Wie viele Radprofis der 90er probiert auch Obree eine neue ungewöhnliche Sitzposition aus, um die Geschwindigkeit zu erhöhen: Den Oberkörper weit nach vorne gebeugt, die Ellbogen eng an den Körper herangezogen, die Hände auf einen winzigen Lenker gestützt. Es funktioniert, weil die Haltung der Aerodynamik entgegenkommt, doch der oberste Verband bzw. seine engstirnigen Funktionäre mögen dies nicht und verweigern ihre Zustimmung. Der ohnehin teilweise schwerst-depressive Obree zerbricht daran fast.

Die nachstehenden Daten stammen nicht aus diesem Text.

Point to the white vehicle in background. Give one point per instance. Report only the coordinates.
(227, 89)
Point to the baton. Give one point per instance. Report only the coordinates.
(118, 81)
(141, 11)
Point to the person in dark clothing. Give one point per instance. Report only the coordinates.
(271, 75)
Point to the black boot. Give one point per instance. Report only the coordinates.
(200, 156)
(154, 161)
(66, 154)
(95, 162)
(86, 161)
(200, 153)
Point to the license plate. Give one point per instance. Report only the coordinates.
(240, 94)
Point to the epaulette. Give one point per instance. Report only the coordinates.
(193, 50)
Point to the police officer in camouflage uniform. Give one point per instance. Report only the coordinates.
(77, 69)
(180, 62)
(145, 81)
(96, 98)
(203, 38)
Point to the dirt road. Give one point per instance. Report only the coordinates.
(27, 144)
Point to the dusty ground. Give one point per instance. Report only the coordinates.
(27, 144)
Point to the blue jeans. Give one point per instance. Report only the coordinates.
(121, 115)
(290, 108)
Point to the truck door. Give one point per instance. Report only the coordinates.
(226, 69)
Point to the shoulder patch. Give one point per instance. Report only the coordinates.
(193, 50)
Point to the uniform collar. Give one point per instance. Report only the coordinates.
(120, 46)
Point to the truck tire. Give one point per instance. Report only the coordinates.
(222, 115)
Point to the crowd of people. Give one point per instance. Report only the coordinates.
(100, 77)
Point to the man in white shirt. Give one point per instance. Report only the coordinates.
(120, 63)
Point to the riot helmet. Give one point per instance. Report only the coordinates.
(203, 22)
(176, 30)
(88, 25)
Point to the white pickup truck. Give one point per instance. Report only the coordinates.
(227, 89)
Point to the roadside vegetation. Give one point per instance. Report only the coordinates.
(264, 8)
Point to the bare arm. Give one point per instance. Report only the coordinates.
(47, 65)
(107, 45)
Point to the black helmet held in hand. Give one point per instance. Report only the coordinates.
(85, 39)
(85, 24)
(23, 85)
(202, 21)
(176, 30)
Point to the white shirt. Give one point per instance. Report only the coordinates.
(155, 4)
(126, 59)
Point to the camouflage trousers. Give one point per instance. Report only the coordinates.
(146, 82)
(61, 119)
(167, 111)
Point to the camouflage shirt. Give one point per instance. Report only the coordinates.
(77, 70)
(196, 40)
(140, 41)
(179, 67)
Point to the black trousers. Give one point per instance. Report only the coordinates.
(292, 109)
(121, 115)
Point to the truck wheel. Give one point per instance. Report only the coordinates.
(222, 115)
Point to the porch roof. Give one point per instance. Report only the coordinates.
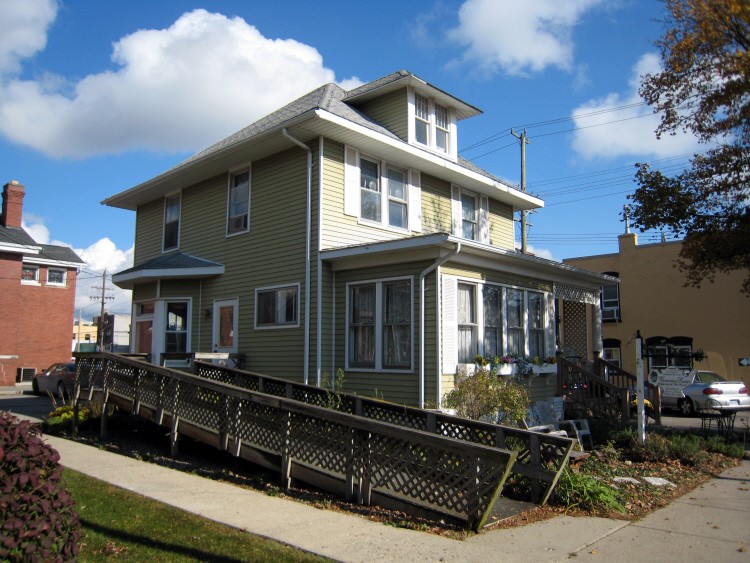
(170, 266)
(471, 253)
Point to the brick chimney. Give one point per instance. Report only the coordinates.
(12, 204)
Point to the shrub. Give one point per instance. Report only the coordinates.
(577, 490)
(38, 519)
(484, 395)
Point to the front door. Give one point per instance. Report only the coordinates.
(225, 326)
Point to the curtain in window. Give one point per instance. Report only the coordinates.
(362, 326)
(467, 341)
(493, 321)
(514, 313)
(397, 325)
(536, 324)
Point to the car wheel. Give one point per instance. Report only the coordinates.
(686, 407)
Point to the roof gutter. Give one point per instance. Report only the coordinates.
(306, 369)
(434, 266)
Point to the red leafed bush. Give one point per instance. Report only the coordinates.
(38, 521)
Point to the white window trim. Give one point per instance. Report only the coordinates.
(35, 281)
(451, 316)
(63, 283)
(483, 214)
(278, 287)
(352, 193)
(379, 282)
(164, 222)
(230, 181)
(452, 150)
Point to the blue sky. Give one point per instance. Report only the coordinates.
(96, 97)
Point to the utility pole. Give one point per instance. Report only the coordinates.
(524, 141)
(103, 299)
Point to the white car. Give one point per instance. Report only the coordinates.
(705, 385)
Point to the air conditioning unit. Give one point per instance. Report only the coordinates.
(25, 374)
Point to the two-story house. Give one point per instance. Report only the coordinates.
(37, 295)
(344, 231)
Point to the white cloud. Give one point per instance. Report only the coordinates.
(98, 257)
(519, 37)
(175, 89)
(24, 30)
(602, 133)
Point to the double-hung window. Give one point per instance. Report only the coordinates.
(238, 213)
(55, 277)
(493, 320)
(381, 194)
(171, 222)
(467, 323)
(379, 318)
(432, 125)
(514, 314)
(611, 300)
(277, 307)
(370, 194)
(29, 274)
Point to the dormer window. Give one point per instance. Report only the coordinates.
(433, 125)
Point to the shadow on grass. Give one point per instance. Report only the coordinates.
(167, 548)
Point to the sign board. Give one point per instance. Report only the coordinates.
(671, 380)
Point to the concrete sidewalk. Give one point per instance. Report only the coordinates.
(711, 523)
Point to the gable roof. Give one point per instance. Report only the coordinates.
(17, 241)
(323, 112)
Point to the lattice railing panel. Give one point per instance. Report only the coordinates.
(321, 443)
(261, 426)
(430, 476)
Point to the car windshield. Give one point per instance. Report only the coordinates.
(709, 377)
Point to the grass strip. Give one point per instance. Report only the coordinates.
(118, 524)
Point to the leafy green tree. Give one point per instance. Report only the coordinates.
(704, 89)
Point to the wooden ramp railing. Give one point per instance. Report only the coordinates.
(429, 464)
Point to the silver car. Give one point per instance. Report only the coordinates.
(705, 386)
(57, 379)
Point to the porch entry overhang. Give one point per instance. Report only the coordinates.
(568, 280)
(176, 266)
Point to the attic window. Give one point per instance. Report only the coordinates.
(433, 125)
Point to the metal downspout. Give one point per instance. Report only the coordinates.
(299, 143)
(439, 262)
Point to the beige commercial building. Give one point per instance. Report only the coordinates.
(675, 321)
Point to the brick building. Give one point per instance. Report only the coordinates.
(37, 295)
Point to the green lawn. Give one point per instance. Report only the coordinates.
(125, 526)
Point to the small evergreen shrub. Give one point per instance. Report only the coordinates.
(38, 521)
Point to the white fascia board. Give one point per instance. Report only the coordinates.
(438, 166)
(13, 248)
(53, 263)
(168, 273)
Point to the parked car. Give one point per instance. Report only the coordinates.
(57, 379)
(705, 385)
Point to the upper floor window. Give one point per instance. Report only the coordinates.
(378, 192)
(29, 274)
(238, 203)
(611, 300)
(171, 222)
(470, 215)
(433, 125)
(277, 307)
(55, 277)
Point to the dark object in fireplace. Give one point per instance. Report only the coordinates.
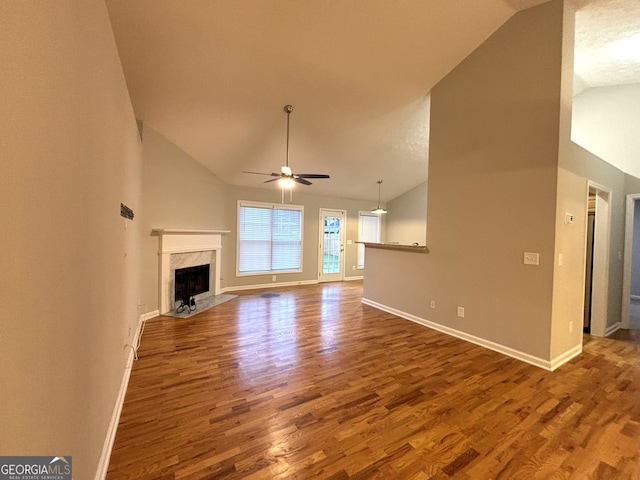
(190, 281)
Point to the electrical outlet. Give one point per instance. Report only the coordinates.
(531, 258)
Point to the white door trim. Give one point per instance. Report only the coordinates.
(628, 245)
(335, 277)
(600, 279)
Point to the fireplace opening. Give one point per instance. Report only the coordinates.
(189, 282)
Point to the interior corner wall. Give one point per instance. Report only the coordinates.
(493, 165)
(635, 255)
(69, 281)
(407, 217)
(178, 192)
(570, 243)
(592, 168)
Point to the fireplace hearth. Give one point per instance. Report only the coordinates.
(189, 282)
(186, 248)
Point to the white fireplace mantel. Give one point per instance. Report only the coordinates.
(173, 241)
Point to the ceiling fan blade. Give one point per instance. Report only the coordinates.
(301, 180)
(262, 173)
(311, 175)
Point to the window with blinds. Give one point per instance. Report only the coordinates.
(269, 238)
(368, 231)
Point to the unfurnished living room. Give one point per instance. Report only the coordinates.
(320, 239)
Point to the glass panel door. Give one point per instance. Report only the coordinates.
(331, 254)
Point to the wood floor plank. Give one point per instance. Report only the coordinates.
(312, 384)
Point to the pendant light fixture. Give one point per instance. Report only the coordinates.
(379, 209)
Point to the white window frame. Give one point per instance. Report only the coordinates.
(273, 206)
(361, 248)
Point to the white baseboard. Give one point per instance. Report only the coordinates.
(613, 328)
(496, 347)
(565, 357)
(105, 456)
(349, 279)
(268, 285)
(145, 317)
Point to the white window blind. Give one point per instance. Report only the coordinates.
(269, 238)
(368, 231)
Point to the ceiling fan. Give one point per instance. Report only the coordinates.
(286, 178)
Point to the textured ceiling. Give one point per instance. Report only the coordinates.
(213, 77)
(607, 42)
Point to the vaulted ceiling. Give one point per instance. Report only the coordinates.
(213, 77)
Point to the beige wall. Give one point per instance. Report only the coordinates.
(407, 217)
(178, 192)
(70, 263)
(493, 166)
(568, 273)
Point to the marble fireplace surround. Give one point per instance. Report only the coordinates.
(186, 248)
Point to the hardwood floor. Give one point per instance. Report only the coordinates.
(313, 384)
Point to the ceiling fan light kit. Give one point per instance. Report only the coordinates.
(286, 178)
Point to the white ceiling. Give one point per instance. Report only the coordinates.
(607, 42)
(213, 77)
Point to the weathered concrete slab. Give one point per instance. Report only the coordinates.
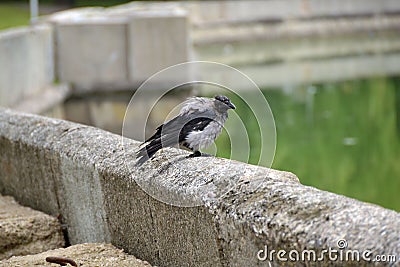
(241, 208)
(157, 40)
(26, 231)
(91, 52)
(90, 254)
(49, 98)
(213, 12)
(26, 62)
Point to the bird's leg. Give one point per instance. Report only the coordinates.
(195, 154)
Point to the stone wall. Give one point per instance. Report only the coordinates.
(88, 176)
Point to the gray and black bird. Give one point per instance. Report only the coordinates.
(197, 125)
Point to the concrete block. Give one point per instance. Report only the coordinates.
(25, 231)
(240, 208)
(26, 62)
(91, 254)
(92, 52)
(157, 40)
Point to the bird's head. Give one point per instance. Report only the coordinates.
(224, 102)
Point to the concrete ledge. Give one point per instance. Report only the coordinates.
(83, 255)
(25, 231)
(87, 175)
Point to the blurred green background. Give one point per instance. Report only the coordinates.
(341, 137)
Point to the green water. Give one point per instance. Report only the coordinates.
(341, 137)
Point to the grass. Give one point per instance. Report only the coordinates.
(344, 138)
(13, 16)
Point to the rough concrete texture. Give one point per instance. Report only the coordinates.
(26, 62)
(88, 176)
(26, 231)
(90, 254)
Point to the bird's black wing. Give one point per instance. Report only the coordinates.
(174, 132)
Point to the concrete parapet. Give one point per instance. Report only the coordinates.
(25, 231)
(26, 62)
(90, 254)
(88, 176)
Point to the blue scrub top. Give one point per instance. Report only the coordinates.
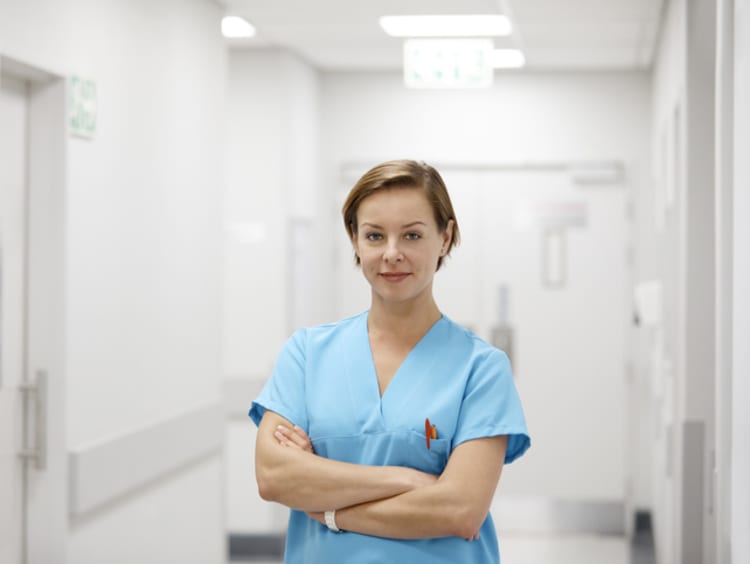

Doch dann gelingt ihm 1995 in Frankreich doch noch einmal das Comeback. Er wird Weltmeister in der Einer-Verfolgung. Seine Haltung geht daraufhin als die "Superman-Position" in die Radsportgeschichte ein. MacKinnon hat diesen Überlebenskampf solide bebildert. Motto: Ein arbeitsloser Amateur, mit selbstgebasteltem Rad, wagt es, die gesponserten Profis mit ihren sündhaft teuren Maschinen herauszufordern.

Leider aber benutzt das auf der Autobiographie Obrees basierende Drehbuch (von John Brown, Declan Hughes und Simon Rose) eine zu unentschlossene Spannungsdramaturgie: Einerseits blickt er vehement auf die Vorbereitungen zu den entscheidenden Rennen, andererseits ist die Darstellung der Weltverbands-Bürokraten viel zu eindimensional und kaum nachvollziehbar. Und auch die Problematisierung der seelischen Erkrankung Obrees wird viel zu nebenbei behandelt, bleibt dadurch unklar und folgenlos.

In der Rolle des gepeinigten Rad-Besessenen macht dagegen Jonny Lee Miller ("Trainspotting") eine ausgesprochen gute Figur. Ein Film, der bekanntlich in ausgesprochen miesen Radsport-Doping-Zeiten auftaucht, wofür er aber nichts kann. Allerdings scheint er mir letztlich auf einem TV-Bildschirm besser plaziert zu sein als auf der großen (unterforderten) Kino-Leinwand.